The Department of Agriculture should look at the TB model in Scotland which achieved TB-free status in 2009, the IFA has said.

This was achieved “with fewer prohibitive controls on farms and no blacklisting of farmers”, the association’s animal health chair Pat Farrell said.

“For the Department to say there is no successful eradication programmes anywhere in the world that don’t use herd risk assessments is simply incorrect.

"Scotland has shown what can be done, and it didn’t involve sending out these type of letters to farmers,” he said.

UCD professor at the Centre for Veterinary Epidemiology and Risk Analysis (CVERA) Simon More told the Irish Farmers Journal that TB risk categories were the next logical step in the TB programme.

Trading restrictions

In response, Farrell said there were “no scientific papers that show devaluing cattle make them less likely to spread TB”.

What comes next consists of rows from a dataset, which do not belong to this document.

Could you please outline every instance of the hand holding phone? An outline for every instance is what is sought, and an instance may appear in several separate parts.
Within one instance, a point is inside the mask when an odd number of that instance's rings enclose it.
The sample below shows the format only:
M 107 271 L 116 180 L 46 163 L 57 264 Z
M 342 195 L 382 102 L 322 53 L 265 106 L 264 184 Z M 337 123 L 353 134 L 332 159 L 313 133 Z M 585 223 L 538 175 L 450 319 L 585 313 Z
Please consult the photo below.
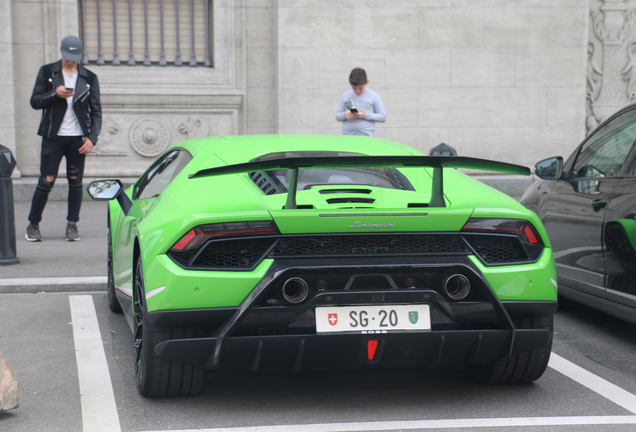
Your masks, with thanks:
M 64 86 L 55 87 L 55 93 L 57 94 L 57 97 L 62 99 L 70 98 L 71 96 L 73 96 L 73 90 L 73 88 L 67 88 Z
M 345 106 L 347 107 L 347 109 L 349 111 L 351 111 L 352 113 L 357 113 L 358 109 L 356 108 L 356 106 L 353 104 L 353 99 L 348 99 L 345 101 Z

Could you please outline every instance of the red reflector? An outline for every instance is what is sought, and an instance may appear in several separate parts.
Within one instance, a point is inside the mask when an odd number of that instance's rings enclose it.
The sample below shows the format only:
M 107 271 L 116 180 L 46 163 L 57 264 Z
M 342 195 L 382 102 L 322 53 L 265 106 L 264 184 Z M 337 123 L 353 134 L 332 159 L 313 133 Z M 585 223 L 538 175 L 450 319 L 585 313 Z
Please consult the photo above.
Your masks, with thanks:
M 530 244 L 539 243 L 539 240 L 537 240 L 537 237 L 534 235 L 534 230 L 532 229 L 530 225 L 525 224 L 523 226 L 523 232 L 525 233 L 526 238 L 528 239 L 528 243 Z
M 378 340 L 370 340 L 367 341 L 367 357 L 369 360 L 373 360 L 375 357 L 375 352 L 378 349 Z
M 174 245 L 174 247 L 172 249 L 174 249 L 174 250 L 182 250 L 184 247 L 186 247 L 188 242 L 190 240 L 192 240 L 192 237 L 194 237 L 195 234 L 196 234 L 196 232 L 193 229 L 191 229 L 190 231 L 188 231 L 188 233 L 186 235 L 181 237 L 181 240 L 179 240 L 177 242 L 177 244 Z

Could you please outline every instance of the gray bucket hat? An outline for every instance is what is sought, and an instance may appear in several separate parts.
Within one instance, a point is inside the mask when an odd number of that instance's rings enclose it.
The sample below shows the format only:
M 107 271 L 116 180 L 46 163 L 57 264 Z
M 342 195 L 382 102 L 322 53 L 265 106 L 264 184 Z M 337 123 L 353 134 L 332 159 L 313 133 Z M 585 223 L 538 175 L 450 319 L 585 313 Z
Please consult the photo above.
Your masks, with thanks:
M 75 36 L 66 36 L 62 39 L 62 58 L 64 60 L 73 61 L 79 63 L 82 61 L 82 41 Z

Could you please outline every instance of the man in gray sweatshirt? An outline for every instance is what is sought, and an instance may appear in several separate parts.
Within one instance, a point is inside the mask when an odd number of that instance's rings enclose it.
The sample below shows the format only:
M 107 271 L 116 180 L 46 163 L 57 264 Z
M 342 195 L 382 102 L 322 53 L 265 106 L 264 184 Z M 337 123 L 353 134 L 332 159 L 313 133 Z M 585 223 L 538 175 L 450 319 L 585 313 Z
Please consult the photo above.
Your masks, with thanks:
M 343 135 L 373 136 L 375 122 L 386 121 L 386 111 L 380 95 L 368 88 L 367 73 L 355 68 L 349 75 L 351 90 L 343 93 L 338 103 L 336 120 L 343 122 Z

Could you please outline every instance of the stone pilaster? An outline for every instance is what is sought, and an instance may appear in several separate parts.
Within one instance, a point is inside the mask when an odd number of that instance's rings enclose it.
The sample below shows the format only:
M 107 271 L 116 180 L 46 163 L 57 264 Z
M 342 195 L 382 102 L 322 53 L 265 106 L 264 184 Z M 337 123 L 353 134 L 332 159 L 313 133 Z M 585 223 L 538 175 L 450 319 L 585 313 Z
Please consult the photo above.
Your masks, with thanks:
M 635 14 L 624 0 L 603 0 L 590 11 L 588 132 L 636 100 Z
M 13 2 L 0 2 L 0 75 L 4 78 L 0 82 L 0 93 L 3 102 L 0 106 L 0 144 L 9 148 L 13 155 L 16 154 L 15 143 L 15 80 L 13 62 Z M 20 177 L 20 171 L 16 167 L 13 170 L 13 178 Z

“Are Professor Simon More and the Department of Agriculture hiding the real truth behind their TB herd risk letters - is this the first step in identifying herds by category in order to prohibit movements with herds of a higher status?” he questioned.

The Department needed to “come clean” on how devaluing animals and entire herds could eradicate TB if their objective was not to prohibit or restrict trade from these herds.

“Farmers pay €35m directly each year into the TB programme and they expect a robust testing programme for that, particularly given our export profile,” Farrell said.

Testing

The testing programme was the basis for Ireland’s access to export markets. Farrell said for the Department to question the programme’s effectiveness was irresponsible and potentially damaging for exports.

The TB Forum is due to reconvene at the end of this month to discuss the issues surrounding the letters.

Farrell stressed that the IFA would not support a continuous rerun of a format that had already failed farmers.

“The Minister needs to take charge of the situation,” he said.